Absolutely. Absolutely. I mean, that was one of the primary reasons there is because we're kind of at the end of the grid there, and we were experiencing some brownouts or frequent power disruptions that cost an extensive amount of money to bring some of those wells back on. So, that's again, it's one of the main reasons for doing this, is more reliable power.

Jeff Robertson (Managing Director on Natural Resource)

In New Mexico, you talked about the saltwater disposal, excuse me, the wells you acquired in the most recent acquisition in your SWD assets that serve that area. Do you need to spend much capital to either upgrade or enhance those to be able to handle Riley's activity, plus be able to maybe take third-party volumes?

Bobby Riley (Chairman and CEO)

I think we're gonna focus on just tying those wells in with some flowlines to loop them into our system, to give us excess capacity. Primarily, we want to make sure that our 100% of our disposal requirements are met with some spare capacity for emergencies and stuff like that. But as we continue to look at opportunities there, I think there would be some commingling where you could be charging some third party. But for the most part, right now, we're 100% focused on our own disposal requirements.

Jeff Robertson (Managing Director on Natural Resource)

Bobby, will you ultimately get some LOE benefit from as you work through that process?
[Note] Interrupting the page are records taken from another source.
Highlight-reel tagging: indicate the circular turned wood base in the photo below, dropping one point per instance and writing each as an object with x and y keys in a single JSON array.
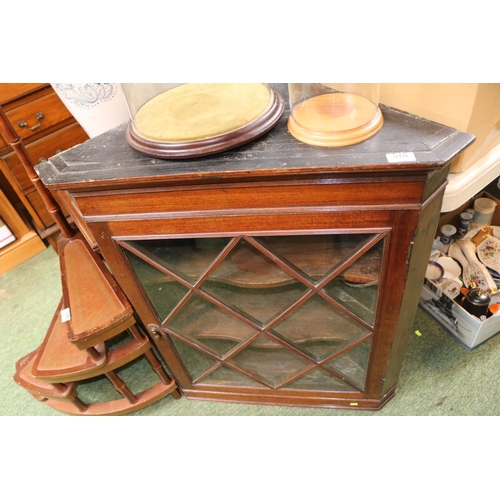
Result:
[
  {"x": 336, "y": 119},
  {"x": 212, "y": 145}
]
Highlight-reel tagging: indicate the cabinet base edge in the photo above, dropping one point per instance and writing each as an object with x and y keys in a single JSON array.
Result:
[{"x": 298, "y": 401}]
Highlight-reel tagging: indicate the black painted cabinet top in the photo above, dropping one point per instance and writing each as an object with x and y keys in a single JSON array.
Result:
[{"x": 108, "y": 159}]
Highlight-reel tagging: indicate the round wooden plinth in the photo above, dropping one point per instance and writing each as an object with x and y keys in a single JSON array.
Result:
[
  {"x": 334, "y": 120},
  {"x": 211, "y": 145}
]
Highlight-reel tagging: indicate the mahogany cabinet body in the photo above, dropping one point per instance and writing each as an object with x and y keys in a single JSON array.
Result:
[
  {"x": 46, "y": 127},
  {"x": 267, "y": 200}
]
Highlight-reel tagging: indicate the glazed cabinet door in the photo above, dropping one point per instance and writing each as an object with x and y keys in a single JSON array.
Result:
[{"x": 291, "y": 310}]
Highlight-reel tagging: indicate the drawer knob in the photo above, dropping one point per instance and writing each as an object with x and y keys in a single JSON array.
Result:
[{"x": 39, "y": 117}]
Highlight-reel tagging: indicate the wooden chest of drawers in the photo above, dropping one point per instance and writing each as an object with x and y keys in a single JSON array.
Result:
[{"x": 46, "y": 127}]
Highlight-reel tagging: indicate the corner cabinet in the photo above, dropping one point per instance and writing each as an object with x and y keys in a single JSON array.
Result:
[{"x": 277, "y": 273}]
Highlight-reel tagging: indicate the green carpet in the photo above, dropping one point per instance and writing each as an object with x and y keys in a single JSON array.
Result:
[{"x": 439, "y": 376}]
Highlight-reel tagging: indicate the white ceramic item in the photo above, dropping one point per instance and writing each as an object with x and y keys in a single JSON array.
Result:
[{"x": 488, "y": 252}]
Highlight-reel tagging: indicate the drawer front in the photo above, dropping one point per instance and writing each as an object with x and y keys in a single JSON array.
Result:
[
  {"x": 38, "y": 115},
  {"x": 12, "y": 91},
  {"x": 44, "y": 148}
]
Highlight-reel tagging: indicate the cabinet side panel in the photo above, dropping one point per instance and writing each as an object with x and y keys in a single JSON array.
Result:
[{"x": 427, "y": 225}]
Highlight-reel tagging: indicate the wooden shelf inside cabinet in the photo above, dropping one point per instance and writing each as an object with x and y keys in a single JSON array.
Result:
[{"x": 27, "y": 243}]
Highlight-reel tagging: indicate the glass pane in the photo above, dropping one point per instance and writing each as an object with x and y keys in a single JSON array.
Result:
[
  {"x": 163, "y": 292},
  {"x": 188, "y": 258},
  {"x": 209, "y": 326},
  {"x": 319, "y": 329},
  {"x": 313, "y": 255},
  {"x": 319, "y": 380},
  {"x": 269, "y": 361},
  {"x": 357, "y": 286},
  {"x": 246, "y": 266},
  {"x": 260, "y": 305},
  {"x": 352, "y": 365}
]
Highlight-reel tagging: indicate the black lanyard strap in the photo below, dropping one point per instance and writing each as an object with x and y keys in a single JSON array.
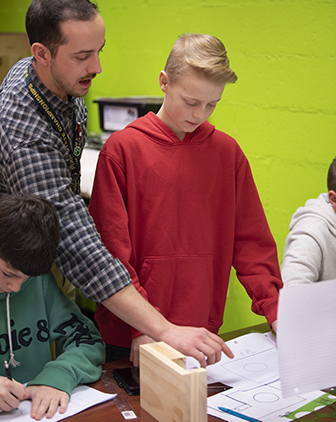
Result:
[{"x": 48, "y": 111}]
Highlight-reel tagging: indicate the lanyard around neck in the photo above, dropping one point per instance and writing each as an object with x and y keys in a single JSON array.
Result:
[{"x": 48, "y": 111}]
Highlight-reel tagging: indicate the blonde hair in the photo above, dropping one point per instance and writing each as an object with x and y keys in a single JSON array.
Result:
[{"x": 205, "y": 54}]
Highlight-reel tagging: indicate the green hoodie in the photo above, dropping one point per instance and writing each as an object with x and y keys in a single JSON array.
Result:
[{"x": 39, "y": 314}]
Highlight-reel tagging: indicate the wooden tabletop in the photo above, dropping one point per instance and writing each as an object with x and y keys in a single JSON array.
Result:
[{"x": 108, "y": 411}]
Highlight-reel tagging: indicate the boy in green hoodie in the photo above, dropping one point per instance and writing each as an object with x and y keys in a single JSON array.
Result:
[{"x": 35, "y": 312}]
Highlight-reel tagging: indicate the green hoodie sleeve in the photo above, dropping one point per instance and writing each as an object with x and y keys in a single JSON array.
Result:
[{"x": 82, "y": 348}]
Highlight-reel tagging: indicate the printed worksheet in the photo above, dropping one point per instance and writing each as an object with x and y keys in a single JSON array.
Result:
[
  {"x": 82, "y": 398},
  {"x": 253, "y": 374}
]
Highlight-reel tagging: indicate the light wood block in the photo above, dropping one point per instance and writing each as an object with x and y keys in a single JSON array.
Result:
[{"x": 168, "y": 391}]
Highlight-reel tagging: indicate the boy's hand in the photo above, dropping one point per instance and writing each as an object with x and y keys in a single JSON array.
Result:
[
  {"x": 11, "y": 393},
  {"x": 45, "y": 401},
  {"x": 197, "y": 342},
  {"x": 134, "y": 357}
]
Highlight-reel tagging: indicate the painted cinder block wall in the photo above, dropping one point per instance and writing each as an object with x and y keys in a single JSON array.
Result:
[{"x": 281, "y": 110}]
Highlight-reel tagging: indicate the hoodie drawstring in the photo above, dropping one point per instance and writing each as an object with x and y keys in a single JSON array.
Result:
[{"x": 13, "y": 363}]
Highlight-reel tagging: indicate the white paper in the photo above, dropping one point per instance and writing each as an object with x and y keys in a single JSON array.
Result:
[
  {"x": 254, "y": 375},
  {"x": 82, "y": 397},
  {"x": 264, "y": 403},
  {"x": 306, "y": 337},
  {"x": 255, "y": 362}
]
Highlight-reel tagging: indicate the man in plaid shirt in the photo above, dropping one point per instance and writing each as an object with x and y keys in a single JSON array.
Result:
[{"x": 43, "y": 128}]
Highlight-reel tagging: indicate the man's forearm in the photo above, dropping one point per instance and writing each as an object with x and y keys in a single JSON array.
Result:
[{"x": 132, "y": 308}]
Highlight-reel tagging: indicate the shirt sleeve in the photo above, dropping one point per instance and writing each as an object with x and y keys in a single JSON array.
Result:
[
  {"x": 82, "y": 348},
  {"x": 39, "y": 167},
  {"x": 302, "y": 260},
  {"x": 111, "y": 216},
  {"x": 255, "y": 254}
]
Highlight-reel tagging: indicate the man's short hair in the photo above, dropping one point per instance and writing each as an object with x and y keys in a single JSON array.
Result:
[
  {"x": 204, "y": 53},
  {"x": 44, "y": 19},
  {"x": 331, "y": 180},
  {"x": 29, "y": 232}
]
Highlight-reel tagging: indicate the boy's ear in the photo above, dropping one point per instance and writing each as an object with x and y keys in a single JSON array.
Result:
[
  {"x": 41, "y": 53},
  {"x": 163, "y": 79},
  {"x": 332, "y": 199}
]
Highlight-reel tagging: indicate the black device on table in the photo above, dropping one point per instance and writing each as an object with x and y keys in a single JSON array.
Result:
[{"x": 128, "y": 379}]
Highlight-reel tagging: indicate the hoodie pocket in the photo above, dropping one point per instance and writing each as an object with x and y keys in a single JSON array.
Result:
[{"x": 181, "y": 286}]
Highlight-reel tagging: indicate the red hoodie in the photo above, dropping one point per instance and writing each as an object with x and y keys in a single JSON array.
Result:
[{"x": 178, "y": 215}]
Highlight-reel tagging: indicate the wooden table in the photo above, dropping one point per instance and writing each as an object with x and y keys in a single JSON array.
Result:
[{"x": 108, "y": 411}]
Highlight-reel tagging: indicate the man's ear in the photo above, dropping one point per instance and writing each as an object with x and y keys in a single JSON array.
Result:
[
  {"x": 41, "y": 53},
  {"x": 332, "y": 199},
  {"x": 163, "y": 80}
]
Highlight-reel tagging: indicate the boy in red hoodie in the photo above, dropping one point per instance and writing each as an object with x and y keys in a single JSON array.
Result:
[{"x": 175, "y": 201}]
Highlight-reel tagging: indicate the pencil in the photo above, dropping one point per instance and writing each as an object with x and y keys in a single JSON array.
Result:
[
  {"x": 7, "y": 369},
  {"x": 238, "y": 415}
]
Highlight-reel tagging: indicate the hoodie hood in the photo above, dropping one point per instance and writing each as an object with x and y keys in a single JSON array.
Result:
[
  {"x": 159, "y": 132},
  {"x": 6, "y": 297},
  {"x": 317, "y": 208}
]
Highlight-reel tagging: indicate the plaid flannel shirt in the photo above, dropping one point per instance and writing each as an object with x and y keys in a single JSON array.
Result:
[{"x": 34, "y": 158}]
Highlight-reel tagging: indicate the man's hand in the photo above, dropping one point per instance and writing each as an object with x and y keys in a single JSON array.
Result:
[
  {"x": 198, "y": 343},
  {"x": 45, "y": 401},
  {"x": 11, "y": 393},
  {"x": 134, "y": 357}
]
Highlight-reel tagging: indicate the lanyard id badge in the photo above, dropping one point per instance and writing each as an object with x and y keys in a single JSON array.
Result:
[{"x": 76, "y": 151}]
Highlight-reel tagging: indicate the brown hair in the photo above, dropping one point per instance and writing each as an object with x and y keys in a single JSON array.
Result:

Bobby Riley (Chairman and CEO)

Yeah, we should. I mean, basically, the more wells that we have, you know, the less amount of water each well has to take, which means less energy it takes to push it downhole, et cetera, like that. So that gives us some savings there. It just gives us some redundancy, some fallback, spare capacity, and then, the ability to, you know, bring in some third-party water if we, if we see that we have the excess capacity. Yeah. Moving water is important to us out there, and that's one of our main focuses, to make sure we stay on top of that.

Jeff Robertson (Managing Director on Natural Resource)

Thank you.

Operator (participant)

Ladies and gentlemen, that concludes today's call. Thank you all for joining. You may now disconnect.